Alle stortbuien in oktober – 3

Lelie Danesh

Ik laat het huis achter. Met een naakt lichaam en open armen ren ik de deur uit en de regen in, richting de oorsprong van het licht. Ik vraag me af of het huis, steeds verder achter me, al in elkaar stort. Stroomt het nu vol met regenwater? Beginnen de pannen en stoelen te drijven? Wast het regenwater de verf van de muren af? Is het huis al verdwenen? Omkijken durf ik niet. 

Was dit mijn grootste fout? Het terugkeren. Ik weet niet eens waarvoor. Een aandrang die ik niet begrijp? Een gevoel van misselijkheid dat ik dacht te kunnen helen. Ik zie mijn vader al voor me, hoofdschuddend, zwijgzaam maar met slapeloze ogen die hij neerslaat. Morgen (mocht het een droge dag zijn) zal ik net als hem, op mijn knieën zakken in het gras. Met mijn handen ineengeslagen. Mijn lippen zullen op en neer bewegen, spreken tegen iets of iemand. Met angst. Met schaamte. Voor wie het horen wil, voor wie het wil begrijpen. Een stilte met medelijden. 

Recht vooruitkijken, zeg ik tegen mijzelf. Ik roep naar het onbekende licht verderop: vang mij op alsjeblieft. Door de regendruppels hou ik mijn ogen dichtgeknepen. Door de kou zijn mijn benen gevoelloos geraakt, maar op commando blijven ze bewegen. Met mijn handen maak ik een grijpende beweging naar voren, vol honger en verlangend naar een einde. Het licht, nu dichterbij, vervormt tot twee ronde lampen. Ze staan verscholen achter een aantal bomen. Ze moeten ergens op de weg staan, in een auto zitten. Het licht knippert, lijkt het. Zien ze mij? Wie ziet mij? Wie zit daarbinnen en knippert naar mij met de lichten van de auto? 
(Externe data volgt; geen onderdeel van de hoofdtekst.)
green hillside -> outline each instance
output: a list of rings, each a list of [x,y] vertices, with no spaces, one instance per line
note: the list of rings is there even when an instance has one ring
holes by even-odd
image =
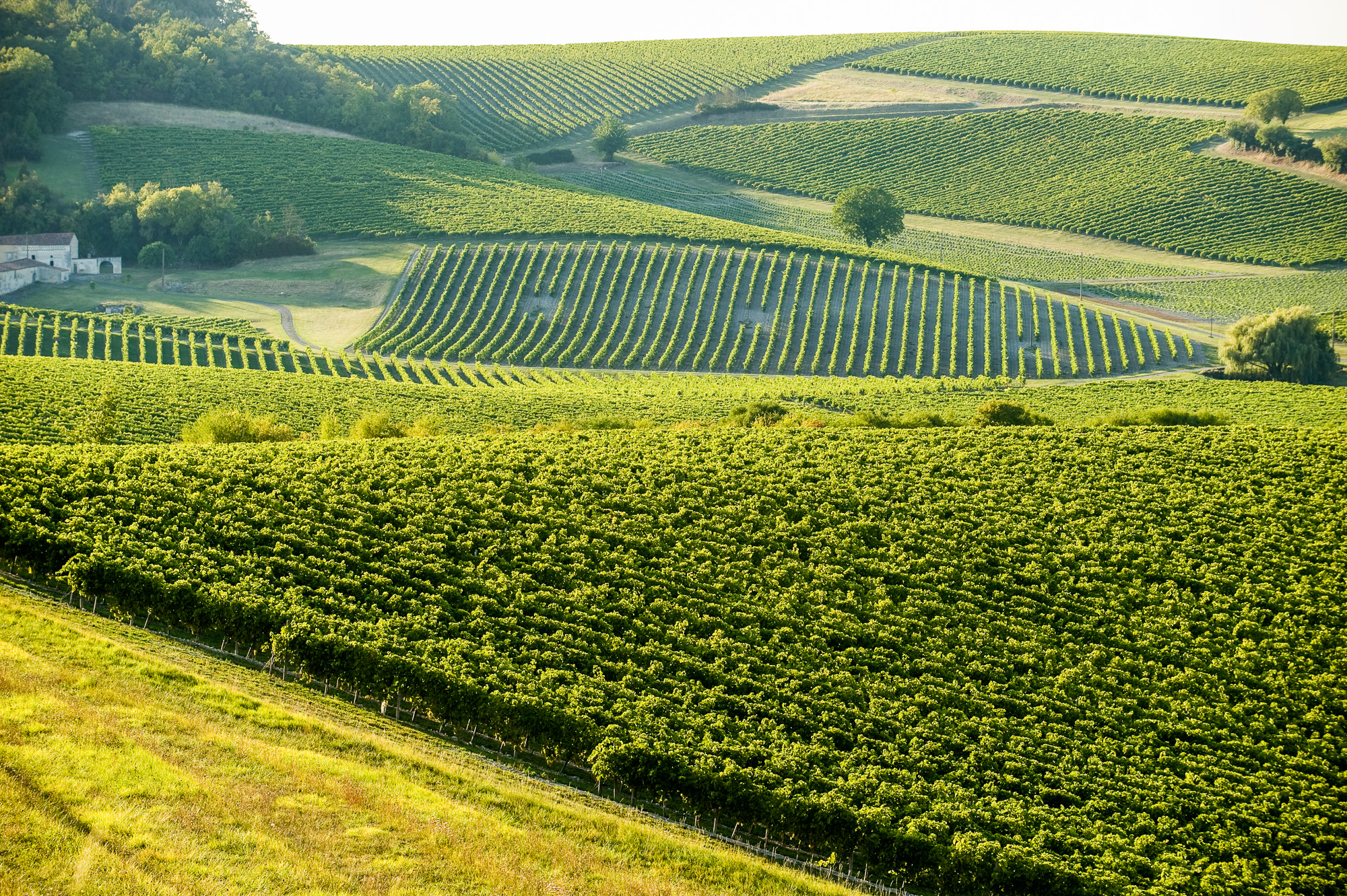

Ik denk aan een moeder, zittend aan het stuur. Ze ziet mij rennen (een vondeling in dit landschap, verdwaald en verwoest) en kijkt vervolgens naar haar zoon achterin. Hij is erg jong, staart vol verwondering naar het autoraam waar het water langs glijdt in lange slierten. Hij weet niet dat zijn moeder vol zorgen de auto stil heeft gezet, zodra ze de boomstronk zag liggen op de weg. Hij weet niet waarom ze de avond hierbinnen zullen doorbrengen tot het daglicht terugkeert. De moeder probeert de radio aan te zetten. Na wat ruis te horen klinkt een lied. Ik kom dichterbij en zie dat de auto rood is. Mijn handen grijpen naar het portier en trekken hem open.